Aviva provides £109m for new Scottish hospital

Aviva Investors has invested alongside the European Investment Bank in a senior debt financing of roughly £218 million.

London-headquartered Aviva Investors has provided a £109 million ($162.7 million; €149.8 million) loan for the construction of a new district and general hospital in Dumfries and Galloway in Scotland, a spokesman for Aviva Investors confirmed to Infrastructure Investor sister publication PDI.

The asset management arm of insurance company Aviva is a co-lender on around £218 million in senior debt with 26 year duration against the project finance deal, alongside the European Investment Bank (EIB), PDI understands.

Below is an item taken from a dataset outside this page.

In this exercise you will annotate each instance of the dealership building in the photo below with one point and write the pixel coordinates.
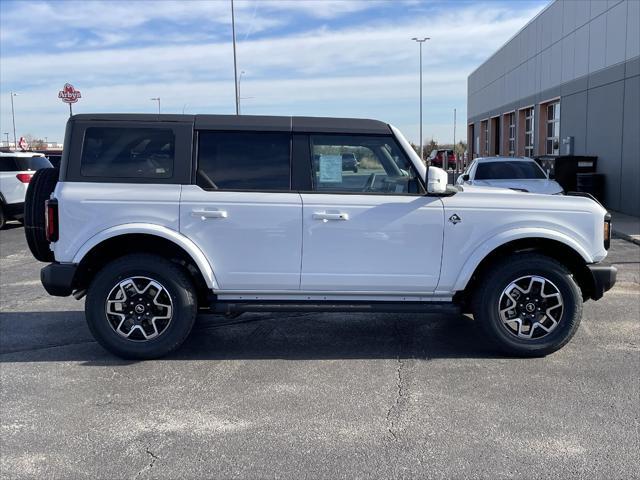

EIB co-lent £109 million on the deal for the construction of the new 350-bed acute hospital, which will provide services from the Royal Infirmary for National Health Services (NHS) Dumfries and Galloway.

The EIB loan represents around half of the project cost, the EIB said in a statement on 11 March.

NHS Dumfries and Galloway Health Board is the project promoter and the project sponsors are Aberdeen Asset Management and Laing O’Rouke.

Susannah Stock, fund manager at Aviva Investors, said in a statement: “Aviva Investors is delighted to have worked with the Dumfries and Galloway Health Board and the project sponsors in bringing this exciting project to a successful close.”

Once complete in 2018 the new Dumfries hospital will serve 150,000 people living in the south-west of Scotland and replace the current hospital.

The deal is the second new hospital in Scotland to be supported by the EIB this year, following its provision of £83 million in senior debt for the new Royal Hospital for Sick Children in Edinburgh, agreed in February. UK-based insurer Prudential, through its asset management firm M&G Investments, provided £85 million in senior debt against that private public partnership (PPP) deal, led by financial advisor and junior debt holder Macquarie Capital, which was also sponsor on the deal.

It is also the second hospital to be built under the Scottish government’s non-profit distribution (NPD) model, an infrastructure scheme overseen by Scottish Futures Trust, which had £2.5 billion committed to it in 2010 and another £1 billion committed in 2014. The Royal Hospital for Sick Children was also financed through the NPD model.

Projects financed by the EIB in Scotland last year included completion of the M8 motorway link between Glasgow and Edinburgh and the Aberdeen western bypass, upgrading Scotia Gas Networks and Scottish Hydro’s gas and electricity networks and investment in social housing in the New Gorbals in Glasgow.

Aviva Investors operates in 15 countries in Asia Pacific, Europe, North America and the UK with assets under management of £240 billion, as at 30 September 2014.